The yuan depreciated to almost 6.82 against the US dollar under the new crawling peg, which allows the currency to fluctuate by 0.5pc on either side of a reference point.
Analyst said there had been heavy activity by state lenders, suggesting the central bank had used proxies to intervene. "They're introducing two-way volatility in a way that China likes to do things," said Standard Chartered.
Euphoria after the weekend announcement caused commodities to surge, with rallies in equities, credit, and 'risk currencies' such as the Australian dollar. But momentum faded in New York late on Monday, as markets began to question whether the move was really a transforming shift for the global economy, and European debt worries returned to the fore. Oil fell almost $3 to $77.5 a barrel in Asian trading.
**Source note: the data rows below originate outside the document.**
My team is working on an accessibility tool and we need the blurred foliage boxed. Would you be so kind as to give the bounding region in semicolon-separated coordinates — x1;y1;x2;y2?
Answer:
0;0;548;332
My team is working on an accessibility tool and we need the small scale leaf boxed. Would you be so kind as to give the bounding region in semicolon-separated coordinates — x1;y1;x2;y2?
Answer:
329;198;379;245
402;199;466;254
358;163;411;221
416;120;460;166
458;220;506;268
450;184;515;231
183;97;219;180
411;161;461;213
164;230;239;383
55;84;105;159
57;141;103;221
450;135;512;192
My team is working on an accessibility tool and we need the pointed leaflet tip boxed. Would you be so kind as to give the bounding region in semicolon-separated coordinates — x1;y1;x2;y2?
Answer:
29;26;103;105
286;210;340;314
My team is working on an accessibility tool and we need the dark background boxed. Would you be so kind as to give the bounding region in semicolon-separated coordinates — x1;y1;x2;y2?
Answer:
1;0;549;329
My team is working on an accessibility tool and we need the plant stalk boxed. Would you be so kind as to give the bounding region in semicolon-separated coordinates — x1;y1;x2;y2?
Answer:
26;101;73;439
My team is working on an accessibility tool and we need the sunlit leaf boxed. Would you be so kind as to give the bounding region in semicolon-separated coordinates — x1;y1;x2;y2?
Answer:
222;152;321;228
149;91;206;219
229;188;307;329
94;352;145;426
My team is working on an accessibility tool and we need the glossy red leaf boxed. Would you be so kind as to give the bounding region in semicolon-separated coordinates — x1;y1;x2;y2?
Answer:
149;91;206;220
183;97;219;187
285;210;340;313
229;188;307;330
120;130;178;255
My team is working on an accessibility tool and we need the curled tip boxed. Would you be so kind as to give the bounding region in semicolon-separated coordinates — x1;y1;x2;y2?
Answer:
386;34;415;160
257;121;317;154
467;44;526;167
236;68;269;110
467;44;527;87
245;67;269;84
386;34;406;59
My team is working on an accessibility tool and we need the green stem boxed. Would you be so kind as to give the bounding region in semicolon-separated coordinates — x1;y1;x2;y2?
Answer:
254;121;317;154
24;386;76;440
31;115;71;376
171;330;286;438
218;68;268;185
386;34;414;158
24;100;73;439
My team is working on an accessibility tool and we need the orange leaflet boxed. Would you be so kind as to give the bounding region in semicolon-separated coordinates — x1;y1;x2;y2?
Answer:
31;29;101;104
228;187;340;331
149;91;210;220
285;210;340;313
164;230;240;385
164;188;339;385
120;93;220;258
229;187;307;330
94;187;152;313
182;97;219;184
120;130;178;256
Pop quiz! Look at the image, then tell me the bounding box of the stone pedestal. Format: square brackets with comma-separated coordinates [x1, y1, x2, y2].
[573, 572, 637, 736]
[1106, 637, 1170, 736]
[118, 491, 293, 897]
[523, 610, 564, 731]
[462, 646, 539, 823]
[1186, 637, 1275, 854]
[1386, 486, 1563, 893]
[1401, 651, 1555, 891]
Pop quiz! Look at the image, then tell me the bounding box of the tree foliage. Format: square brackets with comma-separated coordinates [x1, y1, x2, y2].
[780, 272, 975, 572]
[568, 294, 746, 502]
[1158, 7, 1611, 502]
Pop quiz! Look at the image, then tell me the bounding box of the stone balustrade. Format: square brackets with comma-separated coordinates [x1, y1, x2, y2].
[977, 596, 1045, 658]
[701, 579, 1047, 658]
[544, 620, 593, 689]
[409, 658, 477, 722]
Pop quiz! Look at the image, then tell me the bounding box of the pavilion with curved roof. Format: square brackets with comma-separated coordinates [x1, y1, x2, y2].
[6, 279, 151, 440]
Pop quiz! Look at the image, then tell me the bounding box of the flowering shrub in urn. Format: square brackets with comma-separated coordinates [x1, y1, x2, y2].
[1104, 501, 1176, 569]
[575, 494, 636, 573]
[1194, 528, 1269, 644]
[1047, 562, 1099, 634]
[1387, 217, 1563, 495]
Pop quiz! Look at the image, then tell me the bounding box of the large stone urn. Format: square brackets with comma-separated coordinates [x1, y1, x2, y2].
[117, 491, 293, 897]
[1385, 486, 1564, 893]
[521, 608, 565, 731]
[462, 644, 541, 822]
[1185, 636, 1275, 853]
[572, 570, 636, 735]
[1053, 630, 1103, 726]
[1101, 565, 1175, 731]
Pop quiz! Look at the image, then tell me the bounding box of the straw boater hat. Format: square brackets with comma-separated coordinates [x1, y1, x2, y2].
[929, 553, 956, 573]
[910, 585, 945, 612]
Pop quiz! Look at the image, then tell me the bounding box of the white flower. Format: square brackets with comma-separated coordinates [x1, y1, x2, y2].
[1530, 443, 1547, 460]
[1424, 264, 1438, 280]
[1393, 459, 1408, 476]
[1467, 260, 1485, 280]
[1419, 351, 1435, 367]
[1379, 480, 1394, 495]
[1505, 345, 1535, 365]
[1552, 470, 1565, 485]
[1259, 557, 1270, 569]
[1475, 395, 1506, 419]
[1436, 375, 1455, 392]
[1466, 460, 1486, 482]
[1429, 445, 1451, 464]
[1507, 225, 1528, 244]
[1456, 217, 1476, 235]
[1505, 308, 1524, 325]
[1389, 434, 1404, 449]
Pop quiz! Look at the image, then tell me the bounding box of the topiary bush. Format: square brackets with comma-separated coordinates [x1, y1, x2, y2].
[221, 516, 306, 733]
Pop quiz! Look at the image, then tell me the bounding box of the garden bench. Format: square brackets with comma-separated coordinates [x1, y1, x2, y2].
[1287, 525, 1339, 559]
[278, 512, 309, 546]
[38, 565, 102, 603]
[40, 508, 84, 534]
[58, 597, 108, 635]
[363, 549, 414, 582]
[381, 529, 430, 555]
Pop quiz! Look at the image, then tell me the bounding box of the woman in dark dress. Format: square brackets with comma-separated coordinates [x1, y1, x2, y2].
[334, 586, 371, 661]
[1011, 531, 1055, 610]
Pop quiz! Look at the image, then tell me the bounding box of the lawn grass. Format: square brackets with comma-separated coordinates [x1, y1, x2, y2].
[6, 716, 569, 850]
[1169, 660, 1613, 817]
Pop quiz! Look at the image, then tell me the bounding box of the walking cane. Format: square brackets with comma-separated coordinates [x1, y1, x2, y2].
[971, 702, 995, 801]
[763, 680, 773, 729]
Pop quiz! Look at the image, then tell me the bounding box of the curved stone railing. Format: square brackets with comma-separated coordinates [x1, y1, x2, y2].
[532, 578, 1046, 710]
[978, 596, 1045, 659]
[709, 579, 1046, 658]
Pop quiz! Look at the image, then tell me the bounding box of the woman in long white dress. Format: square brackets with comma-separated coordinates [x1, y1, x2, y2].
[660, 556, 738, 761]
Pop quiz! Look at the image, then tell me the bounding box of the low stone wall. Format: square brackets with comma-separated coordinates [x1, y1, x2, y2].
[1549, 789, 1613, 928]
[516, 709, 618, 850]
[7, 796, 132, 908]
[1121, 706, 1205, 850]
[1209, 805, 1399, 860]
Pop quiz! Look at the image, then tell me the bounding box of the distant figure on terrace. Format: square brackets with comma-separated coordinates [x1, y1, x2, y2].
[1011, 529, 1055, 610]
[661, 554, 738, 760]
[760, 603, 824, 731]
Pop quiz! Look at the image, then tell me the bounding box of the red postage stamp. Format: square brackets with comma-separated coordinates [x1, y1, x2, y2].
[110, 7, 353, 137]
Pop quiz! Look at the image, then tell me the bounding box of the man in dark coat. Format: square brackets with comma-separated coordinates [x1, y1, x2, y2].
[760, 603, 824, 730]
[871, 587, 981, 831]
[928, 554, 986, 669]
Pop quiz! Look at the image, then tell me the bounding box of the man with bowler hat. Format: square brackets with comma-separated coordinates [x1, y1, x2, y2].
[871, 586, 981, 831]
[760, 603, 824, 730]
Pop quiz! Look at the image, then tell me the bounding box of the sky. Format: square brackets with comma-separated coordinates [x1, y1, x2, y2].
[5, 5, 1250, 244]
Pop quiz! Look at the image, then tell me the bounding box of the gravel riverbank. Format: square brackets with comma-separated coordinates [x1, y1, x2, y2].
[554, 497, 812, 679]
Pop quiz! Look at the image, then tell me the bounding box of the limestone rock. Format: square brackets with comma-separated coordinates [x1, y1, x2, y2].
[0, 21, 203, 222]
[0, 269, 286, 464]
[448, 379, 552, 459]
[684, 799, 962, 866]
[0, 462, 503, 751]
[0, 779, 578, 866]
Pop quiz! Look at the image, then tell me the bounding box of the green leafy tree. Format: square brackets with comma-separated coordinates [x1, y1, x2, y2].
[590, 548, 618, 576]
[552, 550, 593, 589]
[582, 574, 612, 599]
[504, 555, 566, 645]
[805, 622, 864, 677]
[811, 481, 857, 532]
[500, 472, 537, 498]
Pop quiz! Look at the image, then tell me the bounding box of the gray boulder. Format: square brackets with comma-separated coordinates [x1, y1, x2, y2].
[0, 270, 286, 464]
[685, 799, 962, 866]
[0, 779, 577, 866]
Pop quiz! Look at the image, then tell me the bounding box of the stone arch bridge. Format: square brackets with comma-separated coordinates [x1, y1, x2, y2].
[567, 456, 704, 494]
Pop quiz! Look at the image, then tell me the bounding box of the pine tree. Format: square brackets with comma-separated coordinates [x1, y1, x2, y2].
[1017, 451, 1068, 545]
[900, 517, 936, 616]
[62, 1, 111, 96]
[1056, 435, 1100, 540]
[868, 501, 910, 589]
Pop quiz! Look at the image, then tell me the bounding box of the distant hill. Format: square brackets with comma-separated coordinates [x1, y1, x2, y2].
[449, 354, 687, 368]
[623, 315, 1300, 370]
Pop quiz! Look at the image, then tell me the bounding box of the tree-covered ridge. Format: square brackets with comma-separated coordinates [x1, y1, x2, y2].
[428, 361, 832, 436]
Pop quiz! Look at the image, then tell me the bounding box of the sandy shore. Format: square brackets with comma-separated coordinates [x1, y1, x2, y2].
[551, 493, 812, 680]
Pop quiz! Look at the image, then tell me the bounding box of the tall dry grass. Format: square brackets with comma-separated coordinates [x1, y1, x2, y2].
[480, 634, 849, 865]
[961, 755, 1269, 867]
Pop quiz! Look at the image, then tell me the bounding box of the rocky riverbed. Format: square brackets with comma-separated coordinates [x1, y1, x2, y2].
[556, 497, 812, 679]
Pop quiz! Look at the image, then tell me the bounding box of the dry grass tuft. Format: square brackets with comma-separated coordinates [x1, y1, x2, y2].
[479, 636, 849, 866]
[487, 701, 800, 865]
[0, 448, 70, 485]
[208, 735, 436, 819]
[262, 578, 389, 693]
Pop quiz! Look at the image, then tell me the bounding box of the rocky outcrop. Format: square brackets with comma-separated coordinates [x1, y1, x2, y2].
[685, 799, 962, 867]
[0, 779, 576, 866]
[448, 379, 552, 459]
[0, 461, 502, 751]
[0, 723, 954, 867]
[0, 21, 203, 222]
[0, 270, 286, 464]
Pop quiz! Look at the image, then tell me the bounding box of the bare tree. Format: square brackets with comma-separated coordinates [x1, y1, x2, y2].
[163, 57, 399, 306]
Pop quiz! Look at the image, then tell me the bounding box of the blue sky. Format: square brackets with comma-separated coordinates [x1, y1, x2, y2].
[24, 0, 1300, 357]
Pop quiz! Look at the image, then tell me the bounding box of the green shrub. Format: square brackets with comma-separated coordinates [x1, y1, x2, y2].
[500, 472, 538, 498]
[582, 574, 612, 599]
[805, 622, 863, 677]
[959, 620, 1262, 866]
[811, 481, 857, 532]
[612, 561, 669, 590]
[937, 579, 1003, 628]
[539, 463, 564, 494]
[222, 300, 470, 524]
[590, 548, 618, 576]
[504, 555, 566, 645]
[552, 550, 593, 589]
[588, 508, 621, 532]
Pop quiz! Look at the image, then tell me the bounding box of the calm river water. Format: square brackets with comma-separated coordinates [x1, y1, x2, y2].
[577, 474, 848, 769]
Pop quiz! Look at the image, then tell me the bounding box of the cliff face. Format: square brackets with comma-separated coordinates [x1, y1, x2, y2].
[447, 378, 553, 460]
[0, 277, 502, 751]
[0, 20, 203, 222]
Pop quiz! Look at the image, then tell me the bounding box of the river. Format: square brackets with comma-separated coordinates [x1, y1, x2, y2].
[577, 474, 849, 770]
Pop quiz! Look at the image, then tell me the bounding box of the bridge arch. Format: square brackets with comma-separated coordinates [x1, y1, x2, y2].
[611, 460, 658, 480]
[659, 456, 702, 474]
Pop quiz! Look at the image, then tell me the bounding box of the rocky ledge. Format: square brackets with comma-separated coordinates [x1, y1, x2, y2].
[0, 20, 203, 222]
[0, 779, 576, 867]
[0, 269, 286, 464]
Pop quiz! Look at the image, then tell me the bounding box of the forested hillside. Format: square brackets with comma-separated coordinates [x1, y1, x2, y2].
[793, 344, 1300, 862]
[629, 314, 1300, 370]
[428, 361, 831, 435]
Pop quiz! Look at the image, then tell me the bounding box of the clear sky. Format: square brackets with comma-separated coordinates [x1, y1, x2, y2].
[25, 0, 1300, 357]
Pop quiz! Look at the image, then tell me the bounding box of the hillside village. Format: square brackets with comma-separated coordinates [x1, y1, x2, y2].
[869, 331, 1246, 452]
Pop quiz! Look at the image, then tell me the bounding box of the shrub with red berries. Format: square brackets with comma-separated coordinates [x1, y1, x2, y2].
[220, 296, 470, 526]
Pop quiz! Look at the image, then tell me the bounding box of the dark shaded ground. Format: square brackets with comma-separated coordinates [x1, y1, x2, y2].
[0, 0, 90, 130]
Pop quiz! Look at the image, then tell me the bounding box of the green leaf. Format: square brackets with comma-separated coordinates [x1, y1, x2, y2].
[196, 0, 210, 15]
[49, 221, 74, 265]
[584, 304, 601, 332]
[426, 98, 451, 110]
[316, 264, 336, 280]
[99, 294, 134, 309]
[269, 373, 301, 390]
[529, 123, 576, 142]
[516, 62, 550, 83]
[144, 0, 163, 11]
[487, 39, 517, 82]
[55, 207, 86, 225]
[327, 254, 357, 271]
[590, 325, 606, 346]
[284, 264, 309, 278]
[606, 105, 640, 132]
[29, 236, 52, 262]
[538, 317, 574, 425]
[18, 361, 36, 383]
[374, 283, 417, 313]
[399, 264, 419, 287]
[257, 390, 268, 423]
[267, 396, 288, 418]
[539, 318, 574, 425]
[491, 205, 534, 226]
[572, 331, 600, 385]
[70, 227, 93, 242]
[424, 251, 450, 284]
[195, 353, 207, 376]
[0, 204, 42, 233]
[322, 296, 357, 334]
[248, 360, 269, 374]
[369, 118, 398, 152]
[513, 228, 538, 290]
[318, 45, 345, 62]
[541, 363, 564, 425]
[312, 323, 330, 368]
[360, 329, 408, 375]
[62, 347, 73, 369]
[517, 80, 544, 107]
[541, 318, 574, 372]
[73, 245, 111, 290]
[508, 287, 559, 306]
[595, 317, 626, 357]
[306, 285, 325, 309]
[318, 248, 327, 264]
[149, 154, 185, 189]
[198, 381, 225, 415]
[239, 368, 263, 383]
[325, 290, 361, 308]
Albert Edwards from Societe Generale said it is unwise to assume that the yuan must strengthen as controls are relaxed, arguing that China's export miracle is fragile. "I think they will devalue when the global economy goes into a double dip recession".
Yi Xianrong from China's Academy of Social Sciences said there will be no repeat of the sharp moves from 2005 to 2008, when the yuan rose 21pc against the dollar. The plunge in Europe's currencies has already caused a 14pc appreciation against the European bloc this year, with an impact that has yet to feed through.
China's commerce ministry has opposed a rise in the yuan, fearing that it could endanger exporters with wafer-thin margins in the textile, toy, and electronics sectors. The central bank has gained the upper
(Excerpt) Read more at telegraph.co.uk ...
Imports from China are now going to cost more. That means they can buy more Treasuries.
Yep, it’s a good move for China. Rather then having to buy treasuries to keep the USD high, the USD will be allowed to fall.